Force Sensors

Rigid Body Force Sensors

Force sensors can be attached to rigid bodies to measure forces and torques experienced at user-specified reference frames. The readings represent the net forces and torques experienced by the parent body, which include external forces, contact forces, and internal forces applied by the solver (e.g., due to joint drives). A body resting on the ground plane will have a net force of zero.

Force sensors are created on assets. This way, you only need to define the force sensors once and they will be created on every actor instanced from the asset.

To create a force sensor, you specify the rigid body index to which the sensor will be attached and the relative pose of the sensor with respect to the body origin. Multiple sensors can be attached to the same body:

body_idx = gym.find_asset_rigid_body_index(asset, "bodyName")

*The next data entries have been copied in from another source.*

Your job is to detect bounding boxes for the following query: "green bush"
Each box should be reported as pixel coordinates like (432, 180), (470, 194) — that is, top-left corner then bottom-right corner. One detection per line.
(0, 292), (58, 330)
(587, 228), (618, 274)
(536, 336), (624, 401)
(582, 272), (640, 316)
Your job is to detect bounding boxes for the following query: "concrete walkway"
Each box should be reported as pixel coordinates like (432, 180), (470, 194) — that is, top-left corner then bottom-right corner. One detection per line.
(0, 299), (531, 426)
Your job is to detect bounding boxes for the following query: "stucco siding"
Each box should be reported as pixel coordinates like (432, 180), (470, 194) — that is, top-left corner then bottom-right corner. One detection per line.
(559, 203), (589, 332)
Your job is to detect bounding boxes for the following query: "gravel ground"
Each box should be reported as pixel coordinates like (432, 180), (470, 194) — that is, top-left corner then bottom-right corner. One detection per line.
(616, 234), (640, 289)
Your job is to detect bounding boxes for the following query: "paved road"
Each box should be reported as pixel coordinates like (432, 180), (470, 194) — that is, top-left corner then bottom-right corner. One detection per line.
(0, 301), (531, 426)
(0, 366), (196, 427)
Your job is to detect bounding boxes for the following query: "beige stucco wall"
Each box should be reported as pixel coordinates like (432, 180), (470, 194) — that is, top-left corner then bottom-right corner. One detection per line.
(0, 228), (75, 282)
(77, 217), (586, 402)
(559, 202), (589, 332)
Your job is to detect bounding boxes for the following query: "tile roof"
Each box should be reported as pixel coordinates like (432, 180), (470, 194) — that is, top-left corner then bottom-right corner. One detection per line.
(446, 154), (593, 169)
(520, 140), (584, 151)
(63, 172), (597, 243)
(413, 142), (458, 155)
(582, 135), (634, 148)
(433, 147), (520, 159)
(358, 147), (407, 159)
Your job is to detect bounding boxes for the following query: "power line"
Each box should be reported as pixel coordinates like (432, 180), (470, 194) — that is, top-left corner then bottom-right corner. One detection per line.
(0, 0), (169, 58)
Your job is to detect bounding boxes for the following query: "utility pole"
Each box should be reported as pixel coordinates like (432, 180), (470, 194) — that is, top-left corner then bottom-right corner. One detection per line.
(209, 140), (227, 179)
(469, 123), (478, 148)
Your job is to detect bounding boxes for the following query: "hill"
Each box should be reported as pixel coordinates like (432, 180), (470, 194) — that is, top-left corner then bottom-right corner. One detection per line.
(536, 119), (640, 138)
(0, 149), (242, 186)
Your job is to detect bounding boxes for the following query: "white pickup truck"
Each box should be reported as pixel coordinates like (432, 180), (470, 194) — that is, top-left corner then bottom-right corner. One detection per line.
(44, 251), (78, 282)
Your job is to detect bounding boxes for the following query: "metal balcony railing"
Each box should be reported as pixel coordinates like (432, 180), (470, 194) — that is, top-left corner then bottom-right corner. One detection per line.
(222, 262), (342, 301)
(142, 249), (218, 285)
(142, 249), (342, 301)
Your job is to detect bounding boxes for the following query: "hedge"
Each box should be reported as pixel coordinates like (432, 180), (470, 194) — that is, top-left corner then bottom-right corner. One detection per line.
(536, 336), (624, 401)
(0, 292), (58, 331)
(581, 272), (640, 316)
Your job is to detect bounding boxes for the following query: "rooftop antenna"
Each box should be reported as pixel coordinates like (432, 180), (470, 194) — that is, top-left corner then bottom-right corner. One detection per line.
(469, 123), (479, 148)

sensor_pose1 = gymapi.Transform(gymapi.Vec3(0.2, 0.0, 0.0))
sensor_pose2 = gymapi.Transform(gymapi.Vec3(-0.2, 0.0, 0.0))

sensor_idx1 = gym.create_asset_force_sensor(asset, body_idx, sensor_pose1)
sensor_idx2 = gym.create_asset_force_sensor(asset, body_idx, sensor_pose2)

You can also pass additional properties for each sensor, which determine how the forces will be computed:

sensor_props = gymapi.ForceSensorProperties()
sensor_props.enable_forward_dynamics_forces = True
sensor_props.enable_constraint_solver_forces = True
sensor_props.use_world_frame = False

sensor_idx = gym.create_asset_force_sensor(asset, body_idx, sensor_pose, sensor_props)

See isaacgym.gymapi.ForceSensorProperties for more details.

After creating actors, you can get the number of attached force sensors and access the individual force sensors using their index:

actor_handle = gym.create_actor(env, asset, ...)

num_sensors = gym.get_actor_force_sensor_count(env, actor_handle)
for i in range(num_sensors):
    sensor = gym.get_actor_force_sensor(env, actor_handle, i)

During simulation, you can query the latest sensor readings like this:

sensor_data = sensor.get_forces()
print(sensor_data.force)   # force as Vec3
print(sensor_data.torque)  # torque as Vec3

Two sensors attached to the same body will report the same force, but will generally differ in torques if their relative poses are different. Forces are measured at the body’s center of mass, but torques are measured at the sensor’s local reference frame.

The total number of force sensors in a simulation can be obtained by calling gym.get_sim_force_sensor_count(sim).

Tensor API

The function acquire_force_sensor_tensor returns a Gym tensor descriptor, which can be wrapped as a PyTorch tensor as discussed in the Tensor API documentation:

_fsdata = gym.acquire_force_sensor_tensor(sim)
fsdata = gymtorch.wrap_tensor(_fsdata)

The shape of this tensor is (num_force_sensors, 6) and the data type is float32. For each sensor, the first three floats are the force and the last three floats are the torque.

After each simulation step, you can get the latest sensor readings by calling:

gym.refresh_force_sensor_tensor(sim)

Limitations

Force sensors are currently only available with the PhysX backend.

Joint Force Sensors

To enable reading forces on each degree-of-freedom of articulated actors, call the enable_actor_dof_force_sensors method when setting up the envs:

actor = gym.create_actor(env, ...)
gym.enable_actor_dof_force_sensors(env, actor)

These sensors are not enabled by default for performance reasons. Although the performance impact is usually quite small, it is best to only enable the sensors when needed. During simulation, the forces can be retrieved using the get_actor_dof_forces function:

forces = gym.get_actor_dof_forces(env, actor_handle)

This returns a numpy array of total forces acting on this actor’s DOFs. Note that the returned forces will always be zero if enable_actor_dof_force_sensors was not previously called on the actor.

Tensor API

The function acquire_dof_force_tensor returns a Gym tensor descriptor, which can be wrapped as a PyTorch tensor as discussed in the Tensor API documentation:

_forces = gym.acquire_dof_force_tensor(sim)
forces = gymtorch.wrap_tensor(_forces)

This is a one-dimensional tensor of float32 values corresponding to each DOF in the simulation.

After each simulation step, you can get the latest sensor readings by calling:

gym.refresh_dof_force_tensor(sim)

Limitations

DOF force sensors are only supported in the PhysX backend.